Re: [PATCH net-next v6 07/23] zinc: ChaCha20 ARM and ARM64 implementations
From: Ard Biesheuvel <hidden>
Date: 2018-09-26 14:02:40
Also in:
linux-arm-kernel, lkml, netdev
(+ Herbert, Thomas) On Wed, 26 Sep 2018 at 15:33, Jason A. Donenfeld [off-list ref] wrote:
Hi Ard, On Wed, Sep 26, 2018 at 10:59 AM Ard Biesheuvel [off-list ref] wrote:quoted
quoted
+static inline bool chacha20_arch(struct chacha20_ctx *state, u8 *dst, + const u8 *src, size_t len, + simd_context_t *simd_context) +{ +#if defined(CONFIG_KERNEL_MODE_NEON) + if (chacha20_use_neon && len >= CHACHA20_BLOCK_SIZE * 3 && + simd_use(simd_context)) + chacha20_neon(dst, src, len, state->key, state->counter); + else +#endifBetter to use IS_ENABLED() here:quoted
+ if (IS_ENABLED(CONFIG_KERNEL_MODE_NEON)) && + chacha20_use_neon && len >= CHACHA20_BLOCK_SIZE * 3 && + simd_use(simd_context))Good idea. I'll fix that up.quoted
Also, this still has unbounded worst case scheduling latency, given that the outer library function passes its entire input straight into the NEON routine.The vast majority of crypto routines in arch/*/crypto/ follow this same exact pattern, actually. I realize a few don't -- probably the ones you had a hand in :) -- but I think this is up to the caller to handle.
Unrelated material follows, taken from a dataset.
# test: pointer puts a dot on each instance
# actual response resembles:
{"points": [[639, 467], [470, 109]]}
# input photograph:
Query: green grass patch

Anything that uses the scatterwalk API (AEADs and skciphers) will handle at most a page at a time. Hashes are different, which is why some of them have to handle it explicitly.
I made a change so that in chacha20poly1305.c, it calls simd_relax after handling each scatter-gather element, so a "construction" will handle this gracefully. But I believe it's up to the caller to decide on what sizes of information it wants to pass to primitives. Put differently, this also hasn't ever been an issue before -- the existing state of the tree indicates this -- and so I don't anticipate this will be a real issue now.
The state of the tree does not capture all relevant context or history. The scheduling latency issue was brought up very recently by the -rt folks on the mailing lists.
And if it becomes one, this is something we can address *later*, but certainly there's no use of adding additional complexity to the initial patchset to do this now.
You are introducing a very useful SIMD abstraction, but it lets code run with preemption disabled for unbounded amounts of time, and so now is the time to ensure we get it right. Part of the [justified] criticism on the current state of the crypto API is on its complexity, and so I don't think it makes sense to keep it simple now and add the complexity later (and the same concern applies to async support btw).